Architect Pinakin Patel makes an urgent plea for planned growth in Alibag, which would provide commerce without compromising culture, growth without affecting ecology, and progress that can be enjoyed by residents and visitors alike
MUMBAI: I had voted for the present government to become my voice, fought on its behalf over divided family dinners and with colleagues. Now, I have a peeve with the government – it has decided to take the vision of the Honorable Prime Minister forward to build a strong nation; but is it doing so meaningfully?
Can we build a strong nation meaningfully at all while being in a state of chaotic expansion and internal power play? If mere material well-being becomes a permanent target with little or no ideology then we may head to a state of mindlessness.

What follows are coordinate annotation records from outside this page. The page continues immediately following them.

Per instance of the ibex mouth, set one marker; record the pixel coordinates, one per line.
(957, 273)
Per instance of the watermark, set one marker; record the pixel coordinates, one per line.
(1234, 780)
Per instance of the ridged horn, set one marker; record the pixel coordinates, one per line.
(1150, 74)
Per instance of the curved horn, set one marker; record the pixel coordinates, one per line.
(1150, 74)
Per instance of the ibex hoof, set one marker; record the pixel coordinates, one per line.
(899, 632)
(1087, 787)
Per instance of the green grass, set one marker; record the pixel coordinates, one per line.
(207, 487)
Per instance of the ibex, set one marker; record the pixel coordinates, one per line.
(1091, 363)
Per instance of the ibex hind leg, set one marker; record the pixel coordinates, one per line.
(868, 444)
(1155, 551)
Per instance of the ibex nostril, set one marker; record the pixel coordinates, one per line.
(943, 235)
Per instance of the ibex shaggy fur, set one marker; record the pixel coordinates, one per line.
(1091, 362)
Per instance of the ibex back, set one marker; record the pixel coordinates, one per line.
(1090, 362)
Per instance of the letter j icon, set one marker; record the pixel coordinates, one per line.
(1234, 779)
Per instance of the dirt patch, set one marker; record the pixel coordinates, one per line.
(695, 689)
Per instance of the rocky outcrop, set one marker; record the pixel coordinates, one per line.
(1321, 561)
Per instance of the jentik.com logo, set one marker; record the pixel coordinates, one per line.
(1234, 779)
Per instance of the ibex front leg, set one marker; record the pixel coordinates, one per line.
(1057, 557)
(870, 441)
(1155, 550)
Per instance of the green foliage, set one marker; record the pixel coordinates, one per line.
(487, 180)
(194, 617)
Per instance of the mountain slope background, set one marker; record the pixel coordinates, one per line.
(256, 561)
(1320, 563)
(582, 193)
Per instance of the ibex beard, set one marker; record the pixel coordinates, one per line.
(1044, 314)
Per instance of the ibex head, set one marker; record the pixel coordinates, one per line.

I represent the voices of my community members in Alibag, the ‘Alibag Optimists’ and ‘Team Vidysan’. Alibag was a scenic hamlet growing one villa at a time, until recently. Now it is being engulfed as a suburb of Mumbai. Here are my views on what I feel is an impending unplanned development in Alibag, which I hope will resonate with you:
Every metropolis absorbs rural peripheries into urban development but can one consider a planned absorption where infrastructure comes before commercial growth?
Private townships have their own legalities and advantages but can the already existing areas outside their boundaries be treated first?
MMRDA says that our area between Mandwa Jetty and Alibag town is too small for them to micromanage as they plan regionally. The panchayats are too small and ineffective in the wake of sudden unplanned growth.
Alibag residents’ appeal to the government is that the village be treated as a pilot project for the integration of peripheral areas around towns and cities to be merged into mainstream urban spaces. As commercial growth takes place faster than infrastructural provisions, it creates chaos. Within the chaos, certain people take advantage and create a sense of despair amongst the rest.
In such a scenario, is standing for election the only way to add value to a community? No. The way a jury aids a judge to take decisions, we can have creative thinkers in society to enable bureaucrats to take holistic decisions.
Let’s presume urbanization and vertical housing are here to stay, and Alibag must become a part of Mumbai. There must be a hundred Alibags waiting to be engulfed. We need to address this in a way where infrastructural planning, environmental issues, green architecture, sensitive zoning and concern for AQI during massive construction projects etc are addressed simultaneously as a planned exercise.
The recent sale-purchase of properties in Alibag generated about ₹3900 crores in stamp duty. In this area everyone is used to buying tanker water to even construct projects and later of course for actual use. Electricity has to come from private generators and inverter batteries. The national highway runs across as a high street with encroachments on both sides of the road; and earth moving equipment, water tankers and material supply trucks contribute to heavy traffic. This increases exponentially on weekends when tourists still arrive in search of the rural beauty of Alibag.
The urban development plan for Alibag will soon come from a tender that the government will float, and the companies that apply for it will do their best to create a popular plan for winning the contract. One day will be reserved for the public’s response. Instead, why can’t local groups participate in the first draft of the land?
I hope those in government use their good sense, rather than their ambition, to treat life with a little more respect. As a late entrant into the already ruined western growth models, India must create a model of its own that lets ideology provide existence rather than the other way around.
(Pinakin Patel is an architect, designer and thinker, who lives a green life in Alibag since 25 years.)